Getting Head
Head is important. Enough to bring someone to their knees. Giving it. Getting it. Bragging about it. Advertising it. Even just the mention of it can bring excitement. So here’s a whole section devoted to it. The below graphs show how often in the 12 months April 2021 to March 2022 google searched for “beer head” and its related terms in AUNZ. It shows, for all the thought and talk about it, the MOST popular thing people wanted to know, was not giving or getting it (going by total search hits) but rather what was BEST HEAD.
So, let me reveal to you what makes great head and why tasting it elevates the whole beer experience. I’ll then talk about how personal preferences vary as to what is “best” and “good” head.
Best Head: How You Know You’ve Got It
A traditional learned foam connoisseur has said it’s a combination of:
Stability – quality of holding the foam structure of the head, how quickly it dissipates
Quantity – Goldilocksing: not too much and not too little, just right
Lacing – nothing to do with a fun corset but rather the bubble pattern left on the glass after drinking it
Whiteness – brilliant white
Creaminess – the textural feeling of it created by small uniformed bubbles (homo-dispersed) giving a very smooth mouth feel
Strength – the alcoholic strength of the beer
My craft based opinion differs. What makes great head is simply:
Stability
Bubble density within the head – bubbles don’t have to be uniform, in fact you don’t want them to be for certain pallet feels, but you want a lot of them per cm3
Quantity – standard pour should render 1-1.5” collar without gushing (over exuberate foaming, see section on beer faults) and bubble over.
Lacing doesn’t factor into it. In fact, lacing looks dirty and detracts from the beer experience, but then preference to lacing is known to be very gender based and the above learned list was written by a male. Preference to lacing is very visual. For me, that look is locked in the past of massive chain pubs owned by the majors, crowded loud bars full of smoke, patrons treated like cattle, cat calls and meat marketers, and not a handcrafted boutique beer in sight.
Colour isn’t a factor. Your colour doesn’t and shouldn’t matter – black, white, yellow, golden, brown. Makes no difference. Foam colour is merely an outcome of the beer’s ingredients. Be whatever colour you feel you are inside. I’m certainly not going to proport white is best. The only things that are functionally important in foam are, through the three qualities I’ve listed above, foam’s ability to provide:
Deliverance of aromatics – good foam lifts beer perfumes of hops, yeast, etc., out of the beer, expressing them into the air for you to smell as you drink.
Physical Sensation – as soon as the beer passes your lips you should feel the foam. It is not true that foam should be creamy. What it should be is matched to the style. A smooth malt based beer is well paired to a creamy head. A crisp summer lager is well hitched to a prickly head caused by uneven course bubbles bursting roughly around your mouth.

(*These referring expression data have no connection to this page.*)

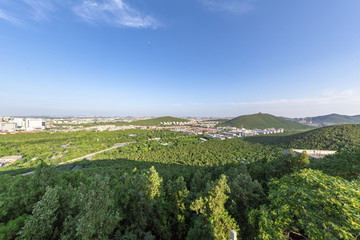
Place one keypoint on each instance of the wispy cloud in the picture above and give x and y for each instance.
(110, 12)
(113, 12)
(234, 6)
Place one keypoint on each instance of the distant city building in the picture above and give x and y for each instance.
(21, 124)
(7, 126)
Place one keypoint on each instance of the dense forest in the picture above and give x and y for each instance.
(167, 185)
(262, 121)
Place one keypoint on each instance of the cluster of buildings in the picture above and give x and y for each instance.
(234, 133)
(10, 124)
(174, 123)
(8, 160)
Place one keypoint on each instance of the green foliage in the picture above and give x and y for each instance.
(97, 215)
(327, 138)
(345, 164)
(11, 229)
(177, 207)
(119, 195)
(335, 119)
(311, 205)
(41, 224)
(262, 121)
(245, 195)
(214, 221)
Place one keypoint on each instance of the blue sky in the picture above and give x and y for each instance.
(181, 58)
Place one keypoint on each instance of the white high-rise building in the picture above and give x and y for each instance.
(34, 124)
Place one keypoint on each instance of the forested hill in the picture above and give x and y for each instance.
(157, 121)
(331, 138)
(336, 119)
(335, 137)
(262, 121)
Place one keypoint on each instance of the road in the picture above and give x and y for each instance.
(89, 156)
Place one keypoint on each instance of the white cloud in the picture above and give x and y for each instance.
(235, 6)
(113, 12)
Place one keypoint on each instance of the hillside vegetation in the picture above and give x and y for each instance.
(326, 138)
(262, 121)
(157, 121)
(170, 185)
(336, 119)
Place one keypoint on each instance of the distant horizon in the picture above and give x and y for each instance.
(179, 58)
(157, 116)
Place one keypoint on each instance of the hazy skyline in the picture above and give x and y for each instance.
(179, 58)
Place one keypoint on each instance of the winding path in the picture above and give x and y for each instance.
(89, 156)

Filtering and capturing compounds of flavour so as to deliver these intensely to the pallet with the beer as the foam is drunk. Foam holds flavour of bitterness and spice. Bubbles are coated with both proteins and polypeptides. Polypeptides link with bitter iso-alpha acids from hops giving these flavours.
A very famous beer expert, Distinguished Professor Emeritus Charlie Bamforth, agrees that great head is in the eye of the beholder. He states “consumers discriminate between beers based on their foam characteristics. These choices have been found to diverge between genders, race or even region.” In my opinion, as long as the foam performs the above three functions then, great head is whatever gets you off. Your preferences, like most bias in life, are very likely shaped by your past experiences, subjection to advertising, and social influencers. As long as you enjoy it, it’s the best head ever. Promise.